Not very far away there are ruins of another and very remarkable Greek temple, formerly called for Diana, but now generally considered to have been dedicated to Apollo—the archÆologists seem to have a grudge against the virgin huntress! There is not much else that is Greek, but as you wander through the narrow streets, scattered bits of mediÆval architecture appear in the most unexpected places, like the splendid Sicilian-Gothic and Saracenic windows of the Montalto and Lanza palaces, all the richer and more wonderful because of the surroundings from which they look down upon the squalid streets and out-at-heel people. The later Palazzo Municipale, or City Hall, is a fine example of the architectural spirit of the seventeenth century, its type that of a private palace, a baronial mansion rather than a public building. During this period great attention was paid to ornamental ironwork for decorative purposes upon the faÇades of buildings; and all about us are delicate and satisfying window balconies, some of which plainly testify to their Spanish origin.

“In those days coin-makers were artists of the foremost rank, and signed their works.”
“In those days coin-makers were artists of the foremost rank, and signed their works.”

The first of the Greek settlers brought their home legends with them to Sicily, where they found a friendly soil, attaining their fullest perfection in the sympathetic hands of the Latin poets.

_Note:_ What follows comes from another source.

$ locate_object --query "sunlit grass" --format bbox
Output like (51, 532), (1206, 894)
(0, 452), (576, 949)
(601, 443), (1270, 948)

Some of the most beautiful weave through the story of Syracuse, and the most delightful walk in the city—one you will want to take often—leads you straight along the edge of the Great Harbor, on a wide, tamarind-bordered esplanade, with the town wall rising behind, to the picturesque, papyrus-fringed little pool accounted for by one especially gracious tale, and called the Fountain of Arethusa.

Long centuries ago—so runs this immemorial fable—there bubbled up out of the beach of the Great Harbor a crystal spring. And close by, in the briny waters themselves, another little fount gushed forth, pure and sweet. The airy Greek fancy could not pass by so remarkable a coincidence, and the Syracusans quickly came to believe that the twin springs were the gentle nymph Arethusa, the well-beloved of Artemis (Diana), and her river-god lover Alpheus; that Arethusa, too impetuously wooed by Alpheus on the island of Ortygia in Old Greece, had been graciously changed by Artemis into a spring, and taking the long, dark journey under the Ionian Sea, had escaped to the sunlight again in the newer Ortygia in Sicily; that Alpheus, not faint-hearted, had changed himself to her own watery shape, and following hard and fast, had missed her by the merest trifle only, bubbling up in a second spring in the waters of the harbor close beside his beloved. But Poseidon of the sea was mightier than nymph or river-god. Shaking his mighty bed one day, he burst open the wall about fair Arethusa.—To-day her water is salt, not sweet, and no more does her lover Alpheus bubble up beside her in the Bay.